Many marinas in Asia are located as a planning after thought. Tucked away, inaccessible to the general public and even found in industrial areas. Functional, yes. Value adding to a destination, certainly not. Where are the destination marinas in Asia? Should marinas begin to be treated like tourism assets? While Keppel Marina (above) and Sentosa’s Marina One Degree Fifteen are a move in the right direction, developed as part of residential environments, they still fall short of being ‘destination’ level attractions.
Is there an opportunity for a major destination to up its branding and image and at the same time address a marine tourism need?
Linda Cartlidge writing for BYM News:
“Unlike Europe, marinas in Asia are more about safe berthing for your vessel as opposed to a destination in its own right”, reports Captain Nick Coombes, head of Asia Pacific Superyachts Malaysia based on Langkawi Island.
“Very few marinas are located in popular tourist areas in Asia Pacific regions- thus the idea of sitting on your yacht and watching the world watch you, is not an option. As a result most Superyacht visitors and charters here never see a marina, but instead spend their entire journey cruising from beautiful anchorage to beautiful anchorage”, says Captain Nick; “It is a lot more about exploring the natural splendor of South East Asia, than cruising from town to town.”
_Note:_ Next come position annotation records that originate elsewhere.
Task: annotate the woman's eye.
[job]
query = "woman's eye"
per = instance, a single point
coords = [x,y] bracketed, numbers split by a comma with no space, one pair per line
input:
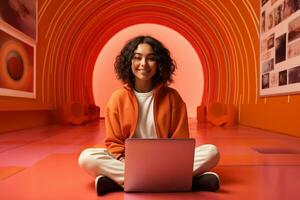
[137,58]
[152,59]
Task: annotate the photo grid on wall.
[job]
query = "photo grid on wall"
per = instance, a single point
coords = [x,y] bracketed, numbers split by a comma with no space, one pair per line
[279,47]
[18,38]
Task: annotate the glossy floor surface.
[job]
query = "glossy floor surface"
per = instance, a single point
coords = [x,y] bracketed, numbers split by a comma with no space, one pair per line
[41,163]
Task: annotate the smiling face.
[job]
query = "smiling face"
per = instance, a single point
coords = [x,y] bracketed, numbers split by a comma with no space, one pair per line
[143,66]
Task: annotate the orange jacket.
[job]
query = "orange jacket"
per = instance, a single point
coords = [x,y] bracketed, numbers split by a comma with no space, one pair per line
[170,117]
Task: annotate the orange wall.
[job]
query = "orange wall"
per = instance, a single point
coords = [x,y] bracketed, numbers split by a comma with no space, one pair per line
[225,35]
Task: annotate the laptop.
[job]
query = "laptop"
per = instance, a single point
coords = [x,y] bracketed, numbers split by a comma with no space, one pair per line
[159,165]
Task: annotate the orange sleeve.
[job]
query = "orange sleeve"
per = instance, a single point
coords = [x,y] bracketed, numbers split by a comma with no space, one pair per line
[179,123]
[114,140]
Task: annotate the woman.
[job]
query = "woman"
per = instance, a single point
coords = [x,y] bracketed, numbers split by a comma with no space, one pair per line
[144,108]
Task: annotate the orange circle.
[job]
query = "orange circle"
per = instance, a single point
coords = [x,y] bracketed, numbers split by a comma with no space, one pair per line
[6,81]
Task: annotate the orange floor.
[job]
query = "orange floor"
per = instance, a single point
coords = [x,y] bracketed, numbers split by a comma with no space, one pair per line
[41,163]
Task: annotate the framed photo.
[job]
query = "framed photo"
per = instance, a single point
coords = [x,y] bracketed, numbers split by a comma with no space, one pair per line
[279,47]
[20,15]
[17,66]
If you are interested in marinas in Asia Pacific – there are more options now, reflecting the rising affluence of Asia. “There are now world-class marinas and accommodation in nearly every sailing region”, notes Captain Nick: “There’s Phuket, providing hundreds of berths for everything from Superyachts to small cruisers. To the south Malaysia’s Langkawi Island is a popular winter destination as are the chain of facilities that run down the Malacca Straits to Kuala Lumpur, Singapore and heading east into the vast Gulf of Thailand. And, coming on board with APS in 2013, is New Zealand, which can boast of excellent marinas and anchorage options in the Pacific region.
There’s no doubt Superyachts are being challenged in finding places to stay as the world’s fleet of Superyachts has ballooned in the past five years by 25 percent, to around 4,600, according to Marina Projects, a U.K. consultancy firm as excerpted from an article by Jason Chow in the Wall Street Journal Asia: “Owners of the world’s Superyachts are running into a new problem as they set sail across the crowded seas: finding a place to park. In the Mediterranean, which is where most of the yachts are located, there are an estimated 3,000 superyacht berths. Shortages in some countries mean opportunity for other aspiring yachting centers. But will boat owners want to broaden their horizons?”